Q: You’re used to being in the public eye but a movie of your life is a very personal thing – what was your reaction on learning about it?
A: I was rather surprised that a major film company should want to make a film about me. At first, I was worried because it was based on a book by my ex-wife, Jane, but I was reassured when I read the script, and even more when I saw a first cut of the film.
It was surprisingly honest about our marriage, and my fight with ALS, or motor neurone disease
Q: Give us your thoughts on Eddie Redmayne’s portrayal of you.
A: I thought Eddie Redmayne portrayed me very well. He spent time with ALS sufferers so he could be authentic. At times, I thought he was me.
Q: How did Felicity fare as Jane?
A: Felicity made a very charming Jane.
Q: Your overall impression of the film?
A: To my surprise, I was very impressed by the film and by Eddie’s commitment.
Q: Do you understand people’s interests in your story?
A: It’s a human interest story, success against the odds. It shows that disability can be no handicap.
Q: What did you think of Anthony’s script?
A: I liked the script. It reflects our struggle to bring up three children in normality, despite my disability. But that placed a great strain on our marriage.
Q: Is filmmaking a process you know much about or are interested in?

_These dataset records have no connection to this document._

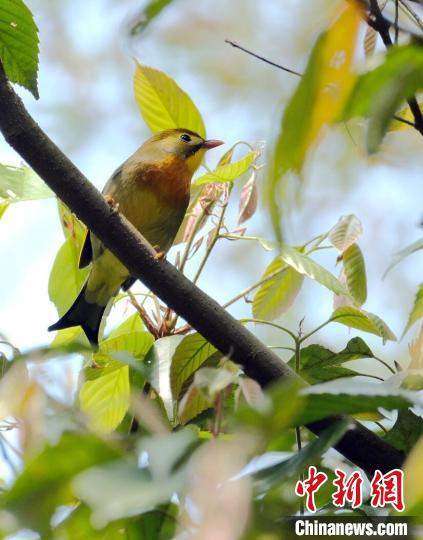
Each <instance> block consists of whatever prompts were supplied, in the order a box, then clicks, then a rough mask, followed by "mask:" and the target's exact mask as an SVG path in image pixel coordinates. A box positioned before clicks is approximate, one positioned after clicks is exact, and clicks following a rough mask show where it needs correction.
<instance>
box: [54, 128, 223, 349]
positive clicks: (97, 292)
mask: <svg viewBox="0 0 423 540" xmlns="http://www.w3.org/2000/svg"><path fill="white" fill-rule="evenodd" d="M220 144H222V142H221V141H216V140H209V141H206V140H204V139H203V138H202V137H200V136H199V135H198V134H197V133H194V132H192V131H190V130H188V129H168V130H165V131H161V132H160V133H156V134H155V135H153V136H152V137H151V138H150V139H148V140H147V141H146V142H145V143H144V144H143V145H142V146H141V147H140V148H139V149H138V150H137V151H136V152H135V153H134V154H133V155H132V156H131V157H130V158H129V159H127V160H126V161H125V162H124V163H123V164H122V165H121V167H119V168H118V169H117V170H116V171H115V172H114V173H113V175H112V176H111V178H110V179H109V181H108V182H107V184H106V185H105V187H104V190H103V194H104V196H105V198H106V200H107V201H108V202H109V203H110V204H113V205H114V206H115V207H116V208H117V209H118V211H119V212H122V214H124V215H125V217H126V218H127V219H128V220H129V221H130V222H131V223H132V224H133V225H134V226H135V227H136V228H137V229H138V230H139V231H140V233H141V234H142V235H143V236H144V237H145V238H146V239H147V240H148V241H149V242H150V244H151V245H153V246H154V247H156V249H158V250H159V251H160V252H163V253H166V252H167V251H168V250H169V249H170V247H171V246H172V243H173V240H174V238H175V236H176V234H177V232H178V229H179V226H180V224H181V222H182V220H183V218H184V215H185V212H186V209H187V206H188V203H189V192H190V183H191V178H192V175H193V174H194V172H195V171H196V170H197V168H198V167H199V166H200V164H201V161H202V159H203V157H204V153H205V151H206V150H208V149H210V148H214V147H215V146H218V145H220ZM90 262H92V267H91V271H90V273H89V276H88V279H87V281H86V282H85V284H84V286H83V288H82V290H81V292H80V293H79V295H78V297H77V299H76V300H75V302H74V303H73V304H72V306H71V307H70V308H69V310H68V311H67V313H66V314H65V315H64V316H63V317H62V318H61V319H60V320H59V321H58V322H57V323H55V324H54V325H52V326H50V327H49V330H59V329H61V328H68V327H70V326H78V325H80V326H82V328H83V330H84V332H85V334H86V335H87V337H88V339H89V340H90V342H91V343H92V344H94V345H97V344H98V330H99V326H100V322H101V318H102V316H103V313H104V310H105V308H106V306H107V304H108V302H109V301H110V299H111V298H113V297H114V296H115V295H116V294H117V293H118V291H119V289H120V288H121V287H122V286H123V287H124V288H125V290H126V289H127V288H128V287H129V286H131V285H132V283H133V279H132V278H131V276H130V275H129V272H128V270H127V268H126V267H125V266H124V265H123V264H122V263H121V262H120V261H119V260H118V259H117V258H116V257H115V256H114V255H113V254H112V253H111V252H110V251H109V250H107V249H105V248H104V246H103V244H102V243H101V242H100V240H98V239H97V238H96V237H95V236H94V235H92V234H90V233H89V232H88V234H87V238H86V240H85V243H84V246H83V248H82V252H81V259H80V267H84V266H86V265H87V264H89V263H90Z"/></svg>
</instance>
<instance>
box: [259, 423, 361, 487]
mask: <svg viewBox="0 0 423 540" xmlns="http://www.w3.org/2000/svg"><path fill="white" fill-rule="evenodd" d="M352 427H353V424H352V422H350V421H348V420H346V419H341V420H339V421H338V422H335V424H334V425H333V426H331V427H329V428H328V429H325V430H324V431H323V432H322V433H321V434H320V435H319V437H318V438H316V439H314V441H312V442H310V443H309V444H307V446H306V447H305V448H303V449H302V450H300V451H299V452H298V453H297V454H295V455H294V456H293V457H291V458H289V459H283V460H282V462H281V463H277V464H274V465H271V466H270V467H265V468H262V469H261V470H259V471H258V472H257V473H255V474H254V484H255V487H256V489H257V490H258V491H259V492H261V493H263V492H267V491H269V490H270V489H271V488H272V487H274V486H276V485H281V484H283V482H284V481H286V480H287V479H288V478H292V477H293V476H297V475H298V474H299V473H302V472H303V471H304V470H306V468H307V467H308V466H309V465H312V464H314V463H316V461H317V460H318V459H319V458H320V457H321V456H322V455H323V454H324V452H326V451H327V450H329V448H331V447H332V446H334V445H335V444H336V443H337V442H338V441H339V439H340V438H341V437H342V436H343V435H344V434H345V432H346V431H347V430H348V429H351V428H352Z"/></svg>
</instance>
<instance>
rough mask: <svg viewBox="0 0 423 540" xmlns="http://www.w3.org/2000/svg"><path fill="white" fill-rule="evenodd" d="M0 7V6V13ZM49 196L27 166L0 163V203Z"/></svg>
mask: <svg viewBox="0 0 423 540" xmlns="http://www.w3.org/2000/svg"><path fill="white" fill-rule="evenodd" d="M1 9H2V8H1V7H0V13H1ZM0 28H1V21H0ZM0 35H1V30H0ZM50 197H54V193H53V192H52V191H51V189H50V188H49V187H48V186H47V185H46V184H45V183H44V182H43V180H41V178H40V177H39V176H38V175H37V174H36V173H35V172H34V171H33V170H32V169H30V168H29V167H12V166H11V165H1V164H0V203H6V204H10V203H15V202H21V201H32V200H37V199H48V198H50Z"/></svg>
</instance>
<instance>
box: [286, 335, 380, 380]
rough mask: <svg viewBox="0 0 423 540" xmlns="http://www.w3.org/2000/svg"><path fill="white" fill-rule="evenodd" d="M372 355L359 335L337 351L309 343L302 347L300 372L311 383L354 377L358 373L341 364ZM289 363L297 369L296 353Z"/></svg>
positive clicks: (293, 367) (304, 377)
mask: <svg viewBox="0 0 423 540" xmlns="http://www.w3.org/2000/svg"><path fill="white" fill-rule="evenodd" d="M371 357H373V353H372V351H371V350H370V348H369V347H368V345H367V344H366V343H365V342H364V341H363V340H362V339H361V338H359V337H356V338H353V339H351V340H350V341H349V342H348V343H347V345H346V347H345V348H344V349H343V350H342V351H339V352H337V353H336V352H333V351H331V350H329V349H327V348H325V347H322V346H321V345H309V346H308V347H304V348H303V349H301V353H300V371H299V374H300V375H301V376H302V377H303V378H304V379H305V380H306V381H307V382H309V383H310V384H316V383H319V382H325V381H329V380H332V379H339V378H341V377H354V376H356V375H357V372H356V371H353V370H351V369H347V368H343V367H339V366H340V365H341V364H343V363H345V362H349V361H351V360H358V359H359V358H371ZM288 365H289V366H290V367H291V368H292V369H295V355H294V356H293V357H292V358H291V359H290V360H289V362H288Z"/></svg>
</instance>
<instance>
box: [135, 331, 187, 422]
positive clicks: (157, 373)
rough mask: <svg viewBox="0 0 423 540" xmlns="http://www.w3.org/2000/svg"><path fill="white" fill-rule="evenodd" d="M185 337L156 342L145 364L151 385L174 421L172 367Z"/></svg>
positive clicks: (176, 336) (164, 338)
mask: <svg viewBox="0 0 423 540" xmlns="http://www.w3.org/2000/svg"><path fill="white" fill-rule="evenodd" d="M183 339H184V338H183V336H166V337H163V338H160V339H158V340H156V341H155V342H154V344H153V346H152V347H151V349H150V350H149V352H148V354H147V357H146V359H145V363H146V364H147V365H148V366H149V367H150V371H151V374H150V384H151V386H152V387H153V388H154V390H155V391H156V392H157V394H158V395H159V396H160V398H161V399H162V401H163V404H164V407H165V409H166V413H167V415H168V418H170V419H173V412H174V411H173V399H172V392H171V389H170V366H171V363H172V358H173V356H174V354H175V351H176V348H177V347H178V345H179V344H180V343H181V341H182V340H183Z"/></svg>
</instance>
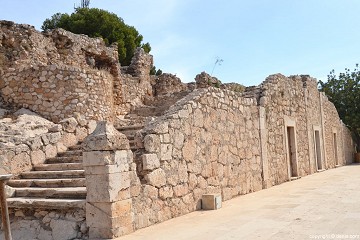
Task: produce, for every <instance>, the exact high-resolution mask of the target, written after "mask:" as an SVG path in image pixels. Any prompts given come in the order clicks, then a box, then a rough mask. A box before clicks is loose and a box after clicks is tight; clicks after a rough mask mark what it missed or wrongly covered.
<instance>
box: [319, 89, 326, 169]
mask: <svg viewBox="0 0 360 240" xmlns="http://www.w3.org/2000/svg"><path fill="white" fill-rule="evenodd" d="M323 97H324V93H322V92H319V99H320V112H321V130H322V131H321V132H322V139H323V151H324V155H323V156H324V169H327V168H328V164H327V152H326V138H325V114H324V105H323V102H324V100H323Z"/></svg>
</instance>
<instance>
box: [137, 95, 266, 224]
mask: <svg viewBox="0 0 360 240" xmlns="http://www.w3.org/2000/svg"><path fill="white" fill-rule="evenodd" d="M142 134H143V135H144V146H145V151H146V152H145V154H143V155H142V156H141V157H139V159H138V161H139V162H138V169H137V173H138V176H133V179H132V189H133V191H132V194H133V195H132V197H133V211H134V216H135V221H134V227H135V229H139V228H143V227H146V226H149V225H152V224H154V223H157V222H162V221H164V220H167V219H170V218H173V217H176V216H179V215H183V214H186V213H188V212H191V211H194V210H197V209H201V200H200V199H201V197H202V194H205V193H222V196H223V199H224V200H228V199H231V198H233V197H234V196H237V195H240V194H246V193H249V192H254V191H258V190H260V189H262V178H261V171H262V170H261V163H260V143H259V142H260V140H259V112H258V108H257V106H256V101H255V99H247V98H241V97H240V95H239V94H238V93H235V92H230V91H222V90H220V89H216V88H210V89H202V90H196V91H194V92H193V93H191V94H190V95H188V96H187V97H186V98H185V99H182V100H180V102H178V103H177V105H175V106H174V107H173V108H172V109H170V110H169V112H168V113H167V114H166V115H165V116H163V117H161V118H160V119H158V120H157V121H156V122H154V123H152V124H151V125H149V126H147V127H146V128H145V129H144V130H143V132H142Z"/></svg>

A: I’m very interested in film making. It’s telling a story, fiction or non-fiction. I have been filmed quite a lot. Contrary to popular belief, filming isn’t glamorous. It can be wearingly repetitious, as the same shot is taken over and over again.
Q: Did you visit the set? How did it strike you?
A: I visited during the May Ball scene. It was spectacular, especially the fireworks.
Q: What was your reaction on seeing the film itself?
A: A friend who saw the trailer, said it made her cry. I think the film will have a big emotional impact.